On 2016 Jul 27, Duke RNA Biology Journal Club commented:

This is a summary of a journal club discussion:

This is one of four articles using similar imaging techniques to study translation in living cells published at the same time. These publications add to the growing number of techniques used to image translation such as mature fluorescent proteins Yu J, 2006, TRICK Halstead JM, 2015, and RNA-binding protein/mRNA co-fluorescence Wu B, 2015. The technique presented in this article is similar to the last except that it uses Suntag to image the nascent chain and PP7 aptamers on the mRNA. The colocalization of the two represents active translation in polysomes.

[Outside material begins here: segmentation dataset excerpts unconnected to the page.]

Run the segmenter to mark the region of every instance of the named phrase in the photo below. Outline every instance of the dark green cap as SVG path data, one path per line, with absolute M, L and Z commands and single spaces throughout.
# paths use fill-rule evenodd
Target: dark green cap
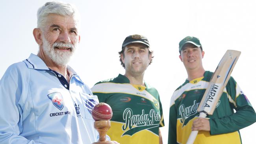
M 122 45 L 122 48 L 127 45 L 132 43 L 141 43 L 150 47 L 148 39 L 145 37 L 139 35 L 129 35 L 126 37 Z
M 193 37 L 187 36 L 181 40 L 179 43 L 179 51 L 180 53 L 180 51 L 183 48 L 184 45 L 187 43 L 190 43 L 197 47 L 201 47 L 201 49 L 202 50 L 202 45 L 200 43 L 200 41 L 198 38 Z

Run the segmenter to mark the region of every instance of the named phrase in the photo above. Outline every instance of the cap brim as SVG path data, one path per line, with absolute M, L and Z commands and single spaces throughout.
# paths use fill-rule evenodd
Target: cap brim
M 126 43 L 124 44 L 123 44 L 122 46 L 122 47 L 124 47 L 125 46 L 127 46 L 127 45 L 128 45 L 129 44 L 131 44 L 132 43 L 140 43 L 146 45 L 146 46 L 148 46 L 148 47 L 150 47 L 149 46 L 149 44 L 148 44 L 147 43 L 145 43 L 145 42 L 143 42 L 142 41 L 132 41 L 132 42 L 129 42 Z

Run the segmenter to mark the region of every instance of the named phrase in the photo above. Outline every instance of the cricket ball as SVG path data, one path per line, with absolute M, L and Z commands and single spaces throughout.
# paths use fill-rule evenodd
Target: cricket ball
M 108 120 L 112 118 L 113 113 L 109 105 L 106 103 L 100 103 L 93 107 L 92 114 L 96 121 Z

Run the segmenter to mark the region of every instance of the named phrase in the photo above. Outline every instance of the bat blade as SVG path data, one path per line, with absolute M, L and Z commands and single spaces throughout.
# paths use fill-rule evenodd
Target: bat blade
M 228 50 L 213 73 L 197 109 L 212 115 L 241 52 Z
M 211 77 L 198 106 L 197 111 L 200 112 L 199 117 L 205 118 L 206 114 L 213 114 L 241 54 L 241 52 L 228 50 L 224 54 Z M 198 133 L 198 131 L 192 131 L 186 144 L 193 144 Z

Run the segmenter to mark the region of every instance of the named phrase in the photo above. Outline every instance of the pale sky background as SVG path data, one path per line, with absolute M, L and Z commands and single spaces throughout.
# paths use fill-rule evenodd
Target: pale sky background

The technique is novel because co-localization is detected as the protein is translated. This brings fluorescent V4-peptide antibodies into concentrated foci at a single point, and can thus be used to follow multiple rounds of translation. Because of this, only detection of the translated protein is needed and indeed, past the first figure, the mRNA fluorescence is not shown. Fast changes in translation can be detected as shown using the ATF4 ORF construct translational response to stress shown in Figure 4 with the possibility of extending the time of tracking to hours by anchoring the mRNA Yan X, 2016 or using fast 3D imaging techniques. One unusual observation the authors made was the vast heterogeneity of transcript translation within a single cell; at any given time only a subset of the transcripts undergo translation and translation rates may vary depending on as yet unknown factors. A related observation is the diffusion of polysomes within the cell: polysomes translating cytosolic transcripts have slower diffusion rates in the perinuclear region of the cell compared to the cytoplasm. This could be due to the restrictive architecture of a membranous area but the exact mechanism remains unknown. A second surprising observation indicates mRNAs that have begun translation and are associated with polysomes can be transported in dendrites, contrary to earlier reports Besse F, 2008. However, the authors cannot detect if translation is temporarily stalled during transport.

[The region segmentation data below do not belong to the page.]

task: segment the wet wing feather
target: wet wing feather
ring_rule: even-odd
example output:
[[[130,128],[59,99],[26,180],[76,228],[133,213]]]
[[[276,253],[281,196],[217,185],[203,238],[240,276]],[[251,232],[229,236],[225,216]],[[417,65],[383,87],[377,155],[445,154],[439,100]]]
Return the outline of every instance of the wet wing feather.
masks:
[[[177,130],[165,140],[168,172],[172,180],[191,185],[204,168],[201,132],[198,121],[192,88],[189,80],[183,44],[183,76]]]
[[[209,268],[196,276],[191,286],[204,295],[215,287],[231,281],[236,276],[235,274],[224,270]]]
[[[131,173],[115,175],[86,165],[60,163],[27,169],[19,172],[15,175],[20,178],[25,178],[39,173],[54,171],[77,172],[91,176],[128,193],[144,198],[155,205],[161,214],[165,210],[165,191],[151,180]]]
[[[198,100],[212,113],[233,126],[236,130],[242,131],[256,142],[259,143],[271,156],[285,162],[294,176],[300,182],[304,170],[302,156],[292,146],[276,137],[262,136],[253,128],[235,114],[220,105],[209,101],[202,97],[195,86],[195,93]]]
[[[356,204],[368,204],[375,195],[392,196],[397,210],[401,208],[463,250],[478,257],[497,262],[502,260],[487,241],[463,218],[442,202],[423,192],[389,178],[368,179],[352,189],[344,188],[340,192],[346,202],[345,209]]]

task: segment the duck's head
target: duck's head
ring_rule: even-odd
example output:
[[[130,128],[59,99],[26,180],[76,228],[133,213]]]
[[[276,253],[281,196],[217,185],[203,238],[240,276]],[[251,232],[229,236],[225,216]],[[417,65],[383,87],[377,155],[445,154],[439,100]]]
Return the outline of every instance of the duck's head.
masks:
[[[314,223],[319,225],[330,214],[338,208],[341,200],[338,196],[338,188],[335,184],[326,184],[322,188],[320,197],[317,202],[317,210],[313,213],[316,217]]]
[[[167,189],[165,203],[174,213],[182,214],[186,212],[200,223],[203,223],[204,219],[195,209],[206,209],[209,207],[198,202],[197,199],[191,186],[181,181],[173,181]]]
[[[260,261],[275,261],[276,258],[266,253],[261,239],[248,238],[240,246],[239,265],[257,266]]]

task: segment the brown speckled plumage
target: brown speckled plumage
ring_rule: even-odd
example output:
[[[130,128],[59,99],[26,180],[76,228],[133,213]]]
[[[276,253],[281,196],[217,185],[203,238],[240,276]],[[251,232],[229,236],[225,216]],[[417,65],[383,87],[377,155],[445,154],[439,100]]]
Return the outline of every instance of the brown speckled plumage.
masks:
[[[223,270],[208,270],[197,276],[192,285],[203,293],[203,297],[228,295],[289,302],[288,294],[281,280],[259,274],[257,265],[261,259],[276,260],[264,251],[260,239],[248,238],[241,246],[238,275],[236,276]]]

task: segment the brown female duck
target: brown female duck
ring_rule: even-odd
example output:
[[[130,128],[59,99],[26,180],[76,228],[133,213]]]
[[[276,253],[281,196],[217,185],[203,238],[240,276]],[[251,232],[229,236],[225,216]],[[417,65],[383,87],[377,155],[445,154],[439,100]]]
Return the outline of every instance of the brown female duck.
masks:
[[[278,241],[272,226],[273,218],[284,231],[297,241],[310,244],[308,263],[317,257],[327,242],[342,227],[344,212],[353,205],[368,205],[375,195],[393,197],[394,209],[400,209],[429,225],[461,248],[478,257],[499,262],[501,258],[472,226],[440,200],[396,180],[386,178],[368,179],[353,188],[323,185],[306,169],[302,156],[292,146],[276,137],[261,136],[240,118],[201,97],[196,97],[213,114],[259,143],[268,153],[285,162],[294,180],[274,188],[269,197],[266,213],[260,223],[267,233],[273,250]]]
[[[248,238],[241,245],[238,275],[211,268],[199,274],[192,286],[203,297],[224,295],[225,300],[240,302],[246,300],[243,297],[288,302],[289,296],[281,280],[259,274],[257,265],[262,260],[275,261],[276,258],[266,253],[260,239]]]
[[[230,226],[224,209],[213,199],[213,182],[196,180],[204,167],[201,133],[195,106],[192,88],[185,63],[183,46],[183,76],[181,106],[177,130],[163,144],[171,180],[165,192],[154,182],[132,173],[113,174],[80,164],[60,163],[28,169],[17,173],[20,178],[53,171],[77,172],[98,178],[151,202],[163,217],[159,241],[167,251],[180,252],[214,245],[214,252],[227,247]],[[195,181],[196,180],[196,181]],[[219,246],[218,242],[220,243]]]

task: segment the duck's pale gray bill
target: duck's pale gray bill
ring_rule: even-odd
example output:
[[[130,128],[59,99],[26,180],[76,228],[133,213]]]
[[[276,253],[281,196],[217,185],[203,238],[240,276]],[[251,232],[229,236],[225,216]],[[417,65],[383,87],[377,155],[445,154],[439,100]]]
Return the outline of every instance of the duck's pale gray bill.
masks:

While this technique makes substantial findings in the area of single transcript translation behavior, there are limitations. All in all, these images are dots that respond to translation inhibitors, meaning the resolution is not good enough to detect codon resolution and should be coupled with other techniques to verify observations and determine their mechanism. Additionally, since detection of the nascent chain wouldn’t be detected until the majority of the V4 peptides were translated, initiation would be overlooked; however, TRICK is an existing technique for studying the first round of translation.Our main criticism with this technique is the extensive construct engineering that must be performed which raises concerns over disturbing the mRNA and protein functions from both the PP7 aptamers, the Suntag peptides and an ornithine decarboxylase tag to facilitate rapid degradation of the protein. These engineering steps add over 2 kb to the original gene. Additionally, an antibody against the Suntag and a fluorescent PP7 coat protein must be expressed in the cytosol. While the constructs studied did not cause harm to the cell, each construct of interest must be tested individually. Along this line, while there is the possibility to multiplex by changing the aptamer loop or peptide-antibody combination, it would be difficult to multiplex above two individual transcripts. Thus large-scale studies involving individual translation dynamics of mRNA subsets would remain time consuming and technically challenging.

A quick comparison with the three other papers show agreements among all of them Iwasaki S, 2016 however, there is a great opportunity to learn by reading the papers to compare experimental approaches of three groups. We look forward to see what novel findings this technique uncovers as it becomes adopted in different laboratories.